23 gennaio 2018

IL 4 MARZO CI SONO LE “ABOLIZIONI”: IL MEGLIO DELLA CAMPAGNA ELETTORALE A COLPI DI #ABOLISCIQUALCOSA



Come con la storia dell’uovo e della gallina, non è chiaro se sia nata prima la campagna elettorale o le false promesse. È certo però che già da qualche settimana è partita la gara, tra i candidati premier, a chi la spara più grossa: non una generica promessa di FARE qualcosa, ma la specifica promessa di ABOLIRE qualcosa.
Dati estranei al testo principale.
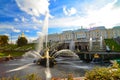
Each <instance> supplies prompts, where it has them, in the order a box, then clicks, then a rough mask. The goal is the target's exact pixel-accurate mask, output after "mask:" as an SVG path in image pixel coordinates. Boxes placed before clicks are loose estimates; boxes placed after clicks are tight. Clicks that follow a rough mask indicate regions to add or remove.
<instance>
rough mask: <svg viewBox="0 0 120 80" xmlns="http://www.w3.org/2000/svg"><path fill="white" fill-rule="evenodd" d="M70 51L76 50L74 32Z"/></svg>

Se false o meno, come cantava il grande Lucio, lo scopriremo solo vivendo (dal 5 marzo in poi).

La leggenda narra che a dare il La sia stato Matteo Salvini, che ha fatto dell'”abolizione” della Legge Fornero il suo cavallo di battaglia. A seguire Matteo Renzi, che ha promesso di abolire il canone Rai; poi Pietro Grasso con la promessa di abolire le tasse universitarie; e ancora Silvio Berlusconi, con l’abolizione del Jobs Act; e di nuovo Salvini, con la promessa di “abolire” il Decreto Lorenzin sui vaccini obbligatori. Certamente il podio spetta a Gigi Di Maio che ha annunciato di voler “abolire”: spesometro, split payment, redditometro e altre 400 leggi, imprecisate.

Negli ultimi giorni, dunque, abbiamo assistito a una vertiginosa scalata verso la promessa d’abolizione più sorprendente e populista, quella che dovrebbe attrarre il maggior numero di consensi e simpatie.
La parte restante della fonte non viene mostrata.